Fifteen people were killed in a clash today on Halmahera Island in North Maluku province, a local military officer said.
The official Antara news agency reported that three other people were beaten to death in nearby Ternate, 1,600 miles east of Jakarta. The victims were among thousands of people seeking shelter from violence on Halmahera Island that has left 400 dead in the past week, the news agency said.
The atmosphere in the Maluku provincial capital, Ambon, was calm but tense today as security forces searched for weapons.
Ambon’s military chief, Lt. Col. Arif Mardiyanto, said four people had been arrested in the city after being caught with automatic weapons.
The provinces of Maluku and North Maluku, comprising hundreds of islands in eastern Indonesia, were together known as the Spice Islands during Dutch colonial rule.
About 1,300 people have died in the two provinces since religious fighting first erupted a year ago. Last week’s death toll in the region, estimated at 550, makes it the worst of any religious conflict in Indonesia’s 50-year history as an independent nation.
The bloody feud bodes ill for efforts by new President Abdurrahman Wahid to keep this ethnically and religiously diverse nation of 210 million people from fragmenting.
About 90 percent of Indonesia’s people are Muslims, but Christians are a majority in the Spice Islands.
Although the region used to be touted as a model of interfaith relations, tensions date back to 1950 when the Christians _ many with ties to the Dutch colonial administration _ battled Indonesian troops in a bid to secede.
More recently, animosity between the two groups has been stoked by an influx of Muslim migrants who have taken over the retail and transport businesses, formerly dominated by Christians.
Troops stood guard next to armored personnel carriers throughout Ambon today, watching for any new violence.

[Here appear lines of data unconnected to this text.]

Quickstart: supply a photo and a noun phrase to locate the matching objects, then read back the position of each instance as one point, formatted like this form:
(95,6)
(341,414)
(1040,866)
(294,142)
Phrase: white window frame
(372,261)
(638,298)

``The military sweep will focus on Ambon first before we move to other islands,″ Mardiyanto said.
He said most of the confiscated weapons were homemade, including daggers, pipe bombs, spears, bows and arrows.
Violence in the region subsided temporarily after the army dispatched 2,000 soldiers to assist police and marines.
Brig. Gen. Max Tamaela, chief of the Maluku military district, said two new battalions of army reinforcements arrived today.
The fighting has interrupted normal commerce, and some parts of the Ambon faced shortages of food and other staples. Vendors said there were shortages of rice and cooking oil.
At the city’s main market, a vendor who declined to be identified for fear of retribution said people were unable to bring supplies into the city because they were afraid of being shot.
``Prices have risen as there is very little food,″ the woman said.